Quartiere del centro vecchio, dove risiede la piazza centrale
Tempio di Asgarth - Quartiere del Tempio: Il Recinto.
Il principale luogo di culto del Dio della Luce. È un punto di riferimento spirituale e simbolico per l’ordine, la giustizia e la tradizione religiosa della città.
Il Mercato - Quartiere dei Banchi
Cuore della compravendita cittadina. Qui si acquistano e vendono merci di ogni tipo e ha sede la Loggia dei Mestieri, fulcro delle corporazioni e delle attività artigianali.
(Loggia del Mercato - quartiere dei banchi)
(Il canale o fosso Reale che divide il quartiere Loggia dei Banchi dal Centro Vecchio, con porto fluviale.)
Bassifondi - Quartiere Testa Grigia
Un tempo quartiere nobiliare, oggi caduto in disgrazia. È una zona dove prosperano traffici illeciti, criminalità e attività clandestine, lontano dagli occhi del potere ufficiale. Ma non esente dalla legge e da qualche - minore - controllo delle guardie.
Ospedale di Gillean - quartiere Cinta Regia
Luogo dedicato alla cura dei siddiani. Qui si praticano medicina e assistenza sotto l’egida del Dio della Sapienza e della guarigione.
Sala delle Udienze - Quartiere Cinta Regia
Spazio pubblico in cui si tengono udienze ufficiali, esecuzioni, duelli e operazioni rivolte alla popolazione. È un luogo di giustizia esposta e di potere visibile.
Castello di Cristallo - quartiere Cinta Regia
Simbolo assoluto del potere di Sid. La sua imponenza domina la città e rappresenta l’autorità, la continuità e la legittimità del governo, anche nei periodi di maggiore instabilità.
Il quartiere Cinta Regia, il può ricco e lussuoso (e forse snob) della Capitale.
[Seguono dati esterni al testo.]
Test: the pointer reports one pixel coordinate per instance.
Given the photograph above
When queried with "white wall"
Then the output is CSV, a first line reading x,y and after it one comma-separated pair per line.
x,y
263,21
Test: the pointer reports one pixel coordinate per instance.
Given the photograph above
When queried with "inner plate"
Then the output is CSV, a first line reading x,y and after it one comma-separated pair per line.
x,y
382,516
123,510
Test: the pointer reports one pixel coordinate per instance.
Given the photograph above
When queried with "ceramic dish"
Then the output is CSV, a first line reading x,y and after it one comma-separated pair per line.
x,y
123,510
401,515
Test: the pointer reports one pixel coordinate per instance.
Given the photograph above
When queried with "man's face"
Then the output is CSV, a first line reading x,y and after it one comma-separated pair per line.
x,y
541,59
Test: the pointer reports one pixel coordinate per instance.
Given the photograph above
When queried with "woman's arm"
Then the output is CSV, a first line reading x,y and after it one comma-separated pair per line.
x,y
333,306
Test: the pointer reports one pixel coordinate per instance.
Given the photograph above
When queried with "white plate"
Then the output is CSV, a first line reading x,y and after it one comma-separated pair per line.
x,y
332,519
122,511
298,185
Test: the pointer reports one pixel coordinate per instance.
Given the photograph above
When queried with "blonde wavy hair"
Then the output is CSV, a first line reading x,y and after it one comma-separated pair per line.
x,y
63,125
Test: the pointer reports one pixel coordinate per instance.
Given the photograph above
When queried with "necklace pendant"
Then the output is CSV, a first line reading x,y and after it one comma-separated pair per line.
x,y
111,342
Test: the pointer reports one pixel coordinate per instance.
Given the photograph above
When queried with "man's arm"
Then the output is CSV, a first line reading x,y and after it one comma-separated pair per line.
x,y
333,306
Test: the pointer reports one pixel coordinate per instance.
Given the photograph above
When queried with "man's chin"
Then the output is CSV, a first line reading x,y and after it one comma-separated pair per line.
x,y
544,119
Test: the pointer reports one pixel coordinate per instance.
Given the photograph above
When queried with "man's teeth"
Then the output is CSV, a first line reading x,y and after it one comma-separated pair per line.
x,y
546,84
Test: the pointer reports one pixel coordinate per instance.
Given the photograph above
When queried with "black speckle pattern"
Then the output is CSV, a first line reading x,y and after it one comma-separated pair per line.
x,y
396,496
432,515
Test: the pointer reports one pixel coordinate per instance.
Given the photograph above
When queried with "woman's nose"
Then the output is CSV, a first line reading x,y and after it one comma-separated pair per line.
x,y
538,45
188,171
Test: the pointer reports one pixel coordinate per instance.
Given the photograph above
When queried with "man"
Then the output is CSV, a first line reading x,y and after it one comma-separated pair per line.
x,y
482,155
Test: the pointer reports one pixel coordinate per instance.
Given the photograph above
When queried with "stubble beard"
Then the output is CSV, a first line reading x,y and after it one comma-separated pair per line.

Oltre le mura di Sid si estendono territori segnati dalla guerra, dalla natura e da antichi misteri, ancora solo in parte sotto il controllo della città.
Guarnigione Imperiale
Situata fuori dalle mura della Capitale, è la grande roccaforte dell’Ordine di Sid. Rappresenta il baluardo militare del regno e la prima linea di difesa contro minacce esterne.
I Dolmen
Antichissime pietre, vere eccezionalità di Sid. Su di esse è possibile incidere o scrivere messaggi destinati alla città, ma col tempo le iscrizioni svaniscono, come se la pietra tornasse al suo stato originario.
Bosco Dorato
Un vasto territorio naturale immerso nella natura, dotato di un grande lago. È abitato da numerose creature ed è uno degli ultimi polmoni selvaggi nei pressi di Sid.
Palude Oscura
Zona mefitica e pericolosa, avvolta da miasmi e presenze inquietanti. È evitata dai più ed è associata a pericoli naturali e soprannaturali.
Monti Neri
Le vette che dominano Sid. Ospitano territori incontaminati, la città dei Nani, il sottosuolo dei Drow e molte altre realtà celate. Rappresentano un confine fisico e simbolico del regno.
Spiaggia Orientale e Porto
Un tempo principale via di accesso e commercio, oggi il mare è guardato con crescente preoccupazione dai siddiani. Le acque hanno portato invasioni, pirati e minacce innaturali, e ciò che giunge dal mare non è più accolto con fiducia.